Y así hemos llegado al punto en que los ancianos se mueren sin que sus familiares puedan sujetarles la mano y despedirse de ellos dignamente, en la intimidad de una habitación, sin más testigos que el dolor por la separación definitiva. Hemos llegado al punto en que los ancianos conviven con compañeros convertidos en cadáveres desde hace horas. Y lo aceptamos. Y no salimos a la calle con una escopeta de cañones recortados por los mismos motivos que durante lustros de violencia etarra ningún familiar de una víctima decidió tomarse la justicia por su cuenta. Siglos de civilización, afortunadamente, embridan la bestia que todos llevamos dentro.
Entre los grandes retos del siglo XXI los expertos destacan el envejecimiento poblacional. Esta crisis ha dejado a los sistemas y sociedades del siglo XXI con el culo al aire en la materia. Si no cuidamos dignamente de los ancianos, ¿qué podemos esperar de nosotros mismos? ¿Qué nos espera a nosotros cuando lleguemos -si es que lo hacemos- a esa etapa de la vida? Pensarlo es una pesadilla.
En el ámbito valenciano, la crisis que la pandemia ha provocado en los hogares de ancianos ha hecho emerger una parte del iceberg de otro desequilibrio, este político, del que ya veníamos avistando su cumbre: el deterioro acelerado de las relaciones entre el PSPV-PSOE y Compromís, los dos principales socios del Gobierno del Botánico II. El teléfono rojo que recetábamos cómo imprescindible en un pasado artículo -Gane quien gane, teléfono rojo (28 abril 2019)- ha dejado de sonar y el cortocircuito entre Ximo Puig y Mónica Oltra, presidente y vicepresidenta primera, tiene mal pronóstico.
La invisible presencia pública de la segunda en plena pandemia, con competencias plenas en materia de atención social, se ha convertido, con el paso de los días y el recuento de fallecidos en las residencias, en un clamor informativo. La decisión de Puig de traspasar a la Conselleria de Sanidad el control sanitario de las residencias de ancianos parece estar en el origen del nuevo conflicto entre ambos dirigentes políticos; conflicto que, obviamente, traspasa el ámbito personal para contaminar y alimentar las diferencias entre las formaciones a las que ambos representan.

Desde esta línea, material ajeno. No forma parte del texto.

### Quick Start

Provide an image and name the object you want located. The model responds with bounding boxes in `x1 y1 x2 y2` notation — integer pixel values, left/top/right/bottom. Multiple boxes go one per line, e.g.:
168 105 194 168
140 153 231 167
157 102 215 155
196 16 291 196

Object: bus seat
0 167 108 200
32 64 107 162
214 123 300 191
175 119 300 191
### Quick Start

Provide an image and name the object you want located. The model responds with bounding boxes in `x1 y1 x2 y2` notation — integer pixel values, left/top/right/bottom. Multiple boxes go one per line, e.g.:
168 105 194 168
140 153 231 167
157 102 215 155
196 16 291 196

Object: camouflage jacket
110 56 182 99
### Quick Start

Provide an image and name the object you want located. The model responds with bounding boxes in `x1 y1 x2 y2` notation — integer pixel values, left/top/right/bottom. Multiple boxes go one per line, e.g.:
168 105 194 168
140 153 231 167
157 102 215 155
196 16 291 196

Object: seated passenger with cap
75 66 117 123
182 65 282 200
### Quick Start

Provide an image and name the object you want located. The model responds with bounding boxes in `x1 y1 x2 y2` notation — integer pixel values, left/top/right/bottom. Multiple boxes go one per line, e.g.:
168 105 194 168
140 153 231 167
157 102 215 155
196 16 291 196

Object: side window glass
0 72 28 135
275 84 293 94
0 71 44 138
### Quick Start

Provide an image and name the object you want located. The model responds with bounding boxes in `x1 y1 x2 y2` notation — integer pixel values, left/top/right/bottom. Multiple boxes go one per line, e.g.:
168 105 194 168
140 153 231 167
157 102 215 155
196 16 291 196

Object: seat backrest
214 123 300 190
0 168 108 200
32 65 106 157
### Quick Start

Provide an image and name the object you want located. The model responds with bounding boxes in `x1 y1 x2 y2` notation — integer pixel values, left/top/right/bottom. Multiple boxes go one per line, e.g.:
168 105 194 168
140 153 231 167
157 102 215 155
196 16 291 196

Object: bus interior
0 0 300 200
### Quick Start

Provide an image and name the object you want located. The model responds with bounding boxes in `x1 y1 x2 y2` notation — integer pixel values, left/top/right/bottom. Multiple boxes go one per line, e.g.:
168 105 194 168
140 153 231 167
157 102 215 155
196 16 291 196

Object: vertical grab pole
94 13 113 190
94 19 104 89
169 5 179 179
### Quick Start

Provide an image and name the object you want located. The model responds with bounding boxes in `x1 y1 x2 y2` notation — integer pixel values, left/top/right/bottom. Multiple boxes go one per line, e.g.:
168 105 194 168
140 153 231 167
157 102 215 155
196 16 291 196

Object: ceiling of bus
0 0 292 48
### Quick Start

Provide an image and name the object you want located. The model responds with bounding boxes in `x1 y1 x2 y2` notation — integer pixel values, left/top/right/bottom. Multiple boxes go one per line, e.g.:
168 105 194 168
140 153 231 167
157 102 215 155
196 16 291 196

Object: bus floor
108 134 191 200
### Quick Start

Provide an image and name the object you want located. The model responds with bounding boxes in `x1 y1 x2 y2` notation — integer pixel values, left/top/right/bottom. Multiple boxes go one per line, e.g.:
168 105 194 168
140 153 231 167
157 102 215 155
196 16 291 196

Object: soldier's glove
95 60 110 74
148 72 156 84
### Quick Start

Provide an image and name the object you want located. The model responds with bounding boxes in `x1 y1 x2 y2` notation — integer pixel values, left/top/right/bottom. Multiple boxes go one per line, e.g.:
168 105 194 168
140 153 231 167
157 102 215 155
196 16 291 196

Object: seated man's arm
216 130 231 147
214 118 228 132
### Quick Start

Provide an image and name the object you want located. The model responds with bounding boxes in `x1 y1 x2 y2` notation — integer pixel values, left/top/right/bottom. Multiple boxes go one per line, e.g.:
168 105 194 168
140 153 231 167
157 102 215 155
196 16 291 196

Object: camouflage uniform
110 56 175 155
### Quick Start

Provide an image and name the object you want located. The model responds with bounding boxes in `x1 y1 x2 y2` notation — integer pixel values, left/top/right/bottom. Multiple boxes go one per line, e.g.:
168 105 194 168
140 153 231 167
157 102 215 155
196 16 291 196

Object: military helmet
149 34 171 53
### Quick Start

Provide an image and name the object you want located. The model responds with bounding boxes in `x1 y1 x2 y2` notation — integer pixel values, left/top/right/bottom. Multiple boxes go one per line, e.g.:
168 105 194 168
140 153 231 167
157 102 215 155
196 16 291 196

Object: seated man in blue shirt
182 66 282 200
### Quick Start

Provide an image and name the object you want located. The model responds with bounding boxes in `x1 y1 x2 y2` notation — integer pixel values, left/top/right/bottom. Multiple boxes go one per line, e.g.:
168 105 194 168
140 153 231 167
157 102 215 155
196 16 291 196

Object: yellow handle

¿Qué pasará a medio plazo cuando se supere la pandemia? Los más optimistas quieren creer que todo es reconducible. Los más pesimistas apuestan por una ruptura del pacto. Podemos, tercera pata del Consell, se mantiene firme y apoya las decisiones de Puig.
Cuando Ronald Reagan, en 1981, juró el cargo como presidente de EE.UU, dijo: “El Gobierno no soluciona problemas, el Gobierno es el problema”. Una reafirmación de sus principios desreguladores y nada intervencionistas. A ver si aquí, en la Comunidad Valenciana, va a ser verdad.